(SiciliaToday)

“Gala Verdi” al Teatro di Verdura di Palermo

Con l’arrivo dell’estate, la stagione sinfonica del Teatro Massimo si trasferisce nella suggestiva location del Teatro di Verdura.

Venerdì, dunque, è andato in scena il primo appuntamento sotto le stelle per gli appassionati, con il bel concerto “Gala Verdi”, con un programma sinfonico-corale tratto da opere di Giuseppe Verdi affidato alla bacchetta di Srboljub Dinic, uno dei direttori più apprezzati nell’odierno panorama internazionale, al suo debutto nel capoluogo siciliano. Da segnalare l’eccezionale quintetto vocale composto dal soprano Susanna Branchini, dal contralto Agnes Zwierko, dal tenore Francesco Anile, dal baritono Vladimir Chmelo e dal basso Luiz-Ottavio Faria. Saranno ancora loro, insieme a Srboljub Dinic, i protagonisti della nuova edizione di Aida, in scena al Teatro di Verdura dal 9 al 13 luglio prossimi.

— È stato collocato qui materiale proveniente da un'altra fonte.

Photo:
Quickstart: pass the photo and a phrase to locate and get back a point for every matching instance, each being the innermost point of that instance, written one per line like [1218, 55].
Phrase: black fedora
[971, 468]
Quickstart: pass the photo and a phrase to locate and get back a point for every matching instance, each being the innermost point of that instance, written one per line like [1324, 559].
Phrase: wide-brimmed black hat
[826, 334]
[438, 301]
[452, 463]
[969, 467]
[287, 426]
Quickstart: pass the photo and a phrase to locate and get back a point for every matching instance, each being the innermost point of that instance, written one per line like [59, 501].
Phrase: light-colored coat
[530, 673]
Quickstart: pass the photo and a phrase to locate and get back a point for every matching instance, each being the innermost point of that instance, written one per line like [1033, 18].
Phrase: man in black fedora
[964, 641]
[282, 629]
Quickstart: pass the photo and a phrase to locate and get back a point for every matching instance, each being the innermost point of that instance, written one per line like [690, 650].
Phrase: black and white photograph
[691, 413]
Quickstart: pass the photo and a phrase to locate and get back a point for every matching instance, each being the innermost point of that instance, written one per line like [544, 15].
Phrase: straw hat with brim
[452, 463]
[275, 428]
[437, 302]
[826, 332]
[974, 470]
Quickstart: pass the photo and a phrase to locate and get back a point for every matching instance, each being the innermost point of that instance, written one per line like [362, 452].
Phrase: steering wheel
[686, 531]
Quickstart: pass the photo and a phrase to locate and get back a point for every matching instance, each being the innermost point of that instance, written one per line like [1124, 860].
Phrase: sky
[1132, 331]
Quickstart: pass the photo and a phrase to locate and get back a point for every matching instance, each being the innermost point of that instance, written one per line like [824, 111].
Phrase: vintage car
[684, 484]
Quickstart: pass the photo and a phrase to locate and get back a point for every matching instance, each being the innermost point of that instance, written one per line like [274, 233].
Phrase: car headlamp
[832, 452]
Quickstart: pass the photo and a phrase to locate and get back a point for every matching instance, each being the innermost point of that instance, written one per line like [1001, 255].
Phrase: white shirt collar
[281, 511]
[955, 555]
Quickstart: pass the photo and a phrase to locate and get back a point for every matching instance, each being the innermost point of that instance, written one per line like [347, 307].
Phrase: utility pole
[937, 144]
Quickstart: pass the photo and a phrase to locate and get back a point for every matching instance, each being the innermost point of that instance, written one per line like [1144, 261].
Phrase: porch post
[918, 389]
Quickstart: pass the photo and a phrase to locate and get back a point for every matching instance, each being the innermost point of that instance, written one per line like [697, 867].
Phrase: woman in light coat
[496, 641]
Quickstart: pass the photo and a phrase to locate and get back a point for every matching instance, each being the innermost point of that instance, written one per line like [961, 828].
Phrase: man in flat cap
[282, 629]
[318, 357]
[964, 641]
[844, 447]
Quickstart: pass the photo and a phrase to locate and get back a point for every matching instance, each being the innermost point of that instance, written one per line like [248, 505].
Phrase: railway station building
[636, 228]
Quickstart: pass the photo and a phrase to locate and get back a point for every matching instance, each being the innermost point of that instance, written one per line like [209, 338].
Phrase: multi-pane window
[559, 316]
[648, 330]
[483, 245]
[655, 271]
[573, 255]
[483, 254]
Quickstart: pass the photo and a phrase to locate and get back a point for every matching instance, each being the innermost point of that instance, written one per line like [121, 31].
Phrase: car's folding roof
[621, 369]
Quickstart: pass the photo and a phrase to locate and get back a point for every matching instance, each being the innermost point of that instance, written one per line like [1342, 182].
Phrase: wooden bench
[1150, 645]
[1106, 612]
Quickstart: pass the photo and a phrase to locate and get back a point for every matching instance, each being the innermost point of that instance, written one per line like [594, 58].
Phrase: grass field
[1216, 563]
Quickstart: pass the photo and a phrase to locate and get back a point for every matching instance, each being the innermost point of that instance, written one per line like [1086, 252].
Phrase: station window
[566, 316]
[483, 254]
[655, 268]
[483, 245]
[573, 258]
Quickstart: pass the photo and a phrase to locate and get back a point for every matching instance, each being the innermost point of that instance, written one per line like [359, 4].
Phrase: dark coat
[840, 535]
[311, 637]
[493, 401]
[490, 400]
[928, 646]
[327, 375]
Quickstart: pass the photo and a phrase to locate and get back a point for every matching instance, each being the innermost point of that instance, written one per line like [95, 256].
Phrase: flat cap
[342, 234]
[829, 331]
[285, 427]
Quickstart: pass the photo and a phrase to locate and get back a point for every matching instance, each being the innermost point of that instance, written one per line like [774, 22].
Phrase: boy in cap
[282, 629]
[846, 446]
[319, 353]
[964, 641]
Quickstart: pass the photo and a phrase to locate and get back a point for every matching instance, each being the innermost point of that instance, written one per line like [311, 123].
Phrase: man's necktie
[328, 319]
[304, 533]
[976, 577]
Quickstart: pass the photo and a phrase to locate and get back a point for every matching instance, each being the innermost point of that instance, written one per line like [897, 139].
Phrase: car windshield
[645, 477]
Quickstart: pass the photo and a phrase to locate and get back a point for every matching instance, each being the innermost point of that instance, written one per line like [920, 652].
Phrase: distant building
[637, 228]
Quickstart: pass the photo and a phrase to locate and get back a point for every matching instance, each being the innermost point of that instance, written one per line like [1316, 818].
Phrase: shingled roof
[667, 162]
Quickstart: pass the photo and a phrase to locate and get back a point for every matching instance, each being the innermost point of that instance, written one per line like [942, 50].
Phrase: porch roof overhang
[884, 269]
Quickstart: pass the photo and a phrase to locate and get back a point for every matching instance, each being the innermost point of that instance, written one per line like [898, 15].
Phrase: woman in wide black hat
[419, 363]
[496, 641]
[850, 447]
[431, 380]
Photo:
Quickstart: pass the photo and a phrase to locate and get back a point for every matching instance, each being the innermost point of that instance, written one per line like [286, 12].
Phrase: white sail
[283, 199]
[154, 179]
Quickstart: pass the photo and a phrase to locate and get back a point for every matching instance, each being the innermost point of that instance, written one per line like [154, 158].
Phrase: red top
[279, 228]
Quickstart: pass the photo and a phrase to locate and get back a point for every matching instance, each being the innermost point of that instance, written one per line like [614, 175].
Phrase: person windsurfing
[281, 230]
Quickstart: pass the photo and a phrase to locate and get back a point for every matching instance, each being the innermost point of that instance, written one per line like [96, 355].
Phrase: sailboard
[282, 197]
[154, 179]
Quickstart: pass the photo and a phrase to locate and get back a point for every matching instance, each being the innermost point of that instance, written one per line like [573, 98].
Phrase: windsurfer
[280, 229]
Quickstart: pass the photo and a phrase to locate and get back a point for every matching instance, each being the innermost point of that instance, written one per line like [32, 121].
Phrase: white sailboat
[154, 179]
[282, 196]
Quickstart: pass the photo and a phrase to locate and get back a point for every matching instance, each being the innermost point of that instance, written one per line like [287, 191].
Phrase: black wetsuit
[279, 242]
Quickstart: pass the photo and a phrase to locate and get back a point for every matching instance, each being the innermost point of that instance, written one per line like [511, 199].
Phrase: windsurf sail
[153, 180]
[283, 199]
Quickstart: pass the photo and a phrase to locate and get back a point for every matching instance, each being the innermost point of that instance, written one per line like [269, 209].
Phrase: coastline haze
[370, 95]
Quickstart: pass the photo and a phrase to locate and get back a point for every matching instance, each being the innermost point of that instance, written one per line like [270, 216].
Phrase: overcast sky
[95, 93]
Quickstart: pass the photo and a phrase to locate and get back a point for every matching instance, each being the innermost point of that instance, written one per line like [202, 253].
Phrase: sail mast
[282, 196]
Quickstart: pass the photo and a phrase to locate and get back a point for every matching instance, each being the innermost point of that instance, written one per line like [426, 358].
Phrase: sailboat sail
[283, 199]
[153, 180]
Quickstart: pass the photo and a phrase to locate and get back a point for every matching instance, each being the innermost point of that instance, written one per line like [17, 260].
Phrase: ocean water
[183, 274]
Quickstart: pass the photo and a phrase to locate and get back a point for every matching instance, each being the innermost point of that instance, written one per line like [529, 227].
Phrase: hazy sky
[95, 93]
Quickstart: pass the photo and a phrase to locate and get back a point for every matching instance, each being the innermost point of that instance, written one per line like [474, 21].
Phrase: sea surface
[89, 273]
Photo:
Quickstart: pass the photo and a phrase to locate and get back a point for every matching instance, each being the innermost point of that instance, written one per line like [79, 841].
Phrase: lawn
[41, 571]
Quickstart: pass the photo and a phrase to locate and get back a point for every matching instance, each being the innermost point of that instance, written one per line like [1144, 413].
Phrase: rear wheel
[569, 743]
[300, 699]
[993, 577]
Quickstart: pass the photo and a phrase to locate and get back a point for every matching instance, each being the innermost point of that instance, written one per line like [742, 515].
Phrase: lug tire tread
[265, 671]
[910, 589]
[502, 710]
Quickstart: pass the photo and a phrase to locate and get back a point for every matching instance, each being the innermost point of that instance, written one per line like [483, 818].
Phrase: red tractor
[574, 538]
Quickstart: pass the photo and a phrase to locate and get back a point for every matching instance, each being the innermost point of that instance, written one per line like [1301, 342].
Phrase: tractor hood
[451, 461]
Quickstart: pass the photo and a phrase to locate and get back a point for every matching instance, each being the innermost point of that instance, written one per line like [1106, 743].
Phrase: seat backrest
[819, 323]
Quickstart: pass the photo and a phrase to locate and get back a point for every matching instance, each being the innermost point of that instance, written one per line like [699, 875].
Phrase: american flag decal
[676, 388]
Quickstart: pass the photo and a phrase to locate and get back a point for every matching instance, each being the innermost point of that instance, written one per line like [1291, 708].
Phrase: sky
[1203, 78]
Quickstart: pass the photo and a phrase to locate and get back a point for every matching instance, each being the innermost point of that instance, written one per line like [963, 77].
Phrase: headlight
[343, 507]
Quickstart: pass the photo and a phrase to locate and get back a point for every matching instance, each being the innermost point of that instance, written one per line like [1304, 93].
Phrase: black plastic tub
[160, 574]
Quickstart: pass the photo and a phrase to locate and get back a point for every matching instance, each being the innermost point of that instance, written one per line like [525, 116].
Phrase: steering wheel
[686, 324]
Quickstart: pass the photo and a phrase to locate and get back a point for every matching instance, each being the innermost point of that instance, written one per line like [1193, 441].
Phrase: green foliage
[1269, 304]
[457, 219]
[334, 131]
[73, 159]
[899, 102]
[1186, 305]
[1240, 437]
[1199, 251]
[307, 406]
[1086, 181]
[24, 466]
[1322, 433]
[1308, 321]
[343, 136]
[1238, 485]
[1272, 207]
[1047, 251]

Con “Gala Verdi” proseguono, dopo il successo di “Bianco, Rosso e Verdi”, vincitore del Premio Abbiati della critica musicale, le iniziative che il Teatro Massimo ha voluto dedicare al più importante dei compositori nostrani nell’ambito delle celebrazioni dei 150 anni dell’Unità d’Italia.
E già che parliamo di Italia, non si può non dare il giusto risalto, e per dovere di cronaca e per intima condivisione, alla protesta degli interpreti: presentatisi sul palco in abiti “borghesi” e coccarda dorata , Orchestra e Coro del Teatro Massimo hanno così voluto manifestare il loro malcontento e il loro dissenso nei confronti del “loro” ministro, dei pesantissimi tagli previsti dalla manovra economica e, più in generale ma ancor più drammaticamente, nei confronti della visione stessa di cultura, considerata più come spreco che come patrimonio da salvaguardare e difendere. La protesta si è chiusa con l’invito al pubblico, “parole e musica” di Peppino Impastato, alla bellezza, alla curiosità e allo stupore.

Peccato che il teatro non fosse tutto esaurito, e peccato che tra gli appassionati spettatori, a occhio, e senza nessuna pretesa di verità statistica, i trentenni, i giovani fossero davvero quattro gatti.
Ps: speriamo che i quattro gatti sappiano chi è Peppino Impastato.